WikiWarsHr - Croatian Temporally Tagged Corpus of Historical Narratives

Version: 1.0
Release date: October 9, 2014

1 Description

WikiWarsHr is a corpus of historical narratives taken from the Croatian Wikipedia and temporally tagged with TIMEX3. The corpus consists of 22 articles, with 59,915 non-punctuation tokens and 1,440 tagged temporal expressions. WikiWarsHr is inspired by WikiWars, a similar resource for English.

For details, please check the following paper:

Skukan, L.,Glavaš, G.,Šnajder, J.(2014). HeidelTime.Hr: Extracting and Normalizing Temporal Expressions in Croatian. In Proceedings of the Ninth Language Technologies Conference, Ljubljana. Information Society, 99-103. [paper]

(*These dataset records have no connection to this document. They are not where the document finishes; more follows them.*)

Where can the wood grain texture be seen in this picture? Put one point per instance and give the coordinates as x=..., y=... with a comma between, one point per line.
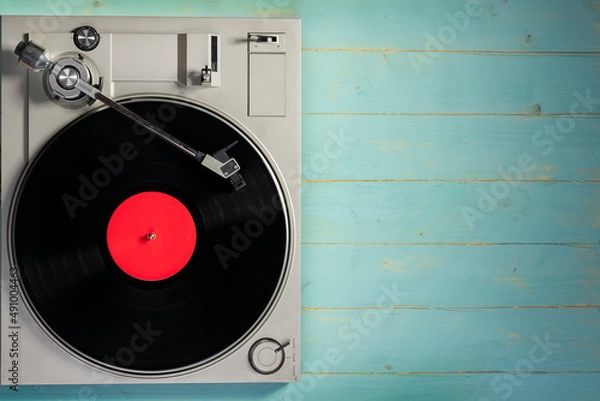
x=451, y=276
x=430, y=122
x=448, y=148
x=450, y=212
x=450, y=341
x=339, y=387
x=452, y=83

If you use this dataset for your own work, please cite the above paper. The BibTeX citation is:

@inproceedings{skukan2014heideltimehr,
  title={HeidelTime.Hr: Extracting and Normalizing Temporal Expressions in Croatian},
  author={Skuka, Luka and Glava\v{s}, Goran and {\v{S}}najder, Jan},
  booktitle={Proceedings of the Nineth Language Technologies Conference},
  pages={99-103},
  year={2014},
  organization={Information Society}
}

2 Dataset

The dataset is available from here: TakeLab-WikiWarsHr.tar.gz.

The archive contains two directories, each containing 22 files. The in/ directory contains untagged articles formatted as .sgm files. The keyinline/ directory contains the tagged instances of same files.

3 License

Creative Commons License

This work is licensed under a Creative Commons Attribution-NonCommercial-ShareAlike 3.0 Unported License.